The switch to Google Enterprise
Last week, during our break, we switched from a hosted Exchange service to Google Enterprise. The main driver to change was lack of space - some of us have emails going back 7 years and have accrued many gigabytes of data. Adding more available space was getting too costly.
In passed years we've discounted Google Enterprise due to lack of coherent syncing: Email, Calendars and Contacts. Now, however, they seemed to have the process down, including (!) a migration strategy.
I'm a few days in, and I love Google Enterprise. Here's why:
- 25gb of emails per person!
- I can ditch AIM and be 100% gChat (No, awkward high school acquaintance, I am not available to talk)

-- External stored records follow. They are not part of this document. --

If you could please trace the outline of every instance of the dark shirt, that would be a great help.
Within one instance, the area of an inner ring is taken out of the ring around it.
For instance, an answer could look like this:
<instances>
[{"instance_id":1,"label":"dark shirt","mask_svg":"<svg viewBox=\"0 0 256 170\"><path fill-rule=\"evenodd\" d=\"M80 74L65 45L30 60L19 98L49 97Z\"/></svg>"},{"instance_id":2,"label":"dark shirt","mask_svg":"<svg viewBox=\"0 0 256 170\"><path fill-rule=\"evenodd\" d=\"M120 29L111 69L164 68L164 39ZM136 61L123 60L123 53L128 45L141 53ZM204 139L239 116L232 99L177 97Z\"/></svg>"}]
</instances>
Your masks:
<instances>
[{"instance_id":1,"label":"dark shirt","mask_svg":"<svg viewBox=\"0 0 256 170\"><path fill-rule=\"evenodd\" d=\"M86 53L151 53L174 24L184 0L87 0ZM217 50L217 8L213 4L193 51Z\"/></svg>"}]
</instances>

- I can use coworkers' work email for Google Docs, instead of their personal gmail
- Calendars for everyone! We previously mixed users between Exchange and POP accounts.
- As you might expect, gmail's Search is amazing
- Labels and filters are easy and powerful
- Google rolls out new features regularly. Exchange remains relatively stagnant.
- I can work completely in my browser. For a MacBook Air, avoiding mail, calendar and contact apps helps save battery and memory.
What I wasn't a fan of:
- Migration. Granted, this is a tough engineering challenge, but this required some finessing, multiple attempts and constant attention. Luckily, the provided migration tool (Which needs to run on Windows :/ ) picks up where it leaves off. Beware: You may need to manually migrate your calendar items and contacts.
- iOS: To get smooth syncing (email, calendar, contacts) you need to setup an Exchange account for Mail and Calendars, and should setup a CardDav account for contacts. I personally use the gmail app, so I end up with: gMail app, Gmail mail account for calendars, and CardDav account for calendars.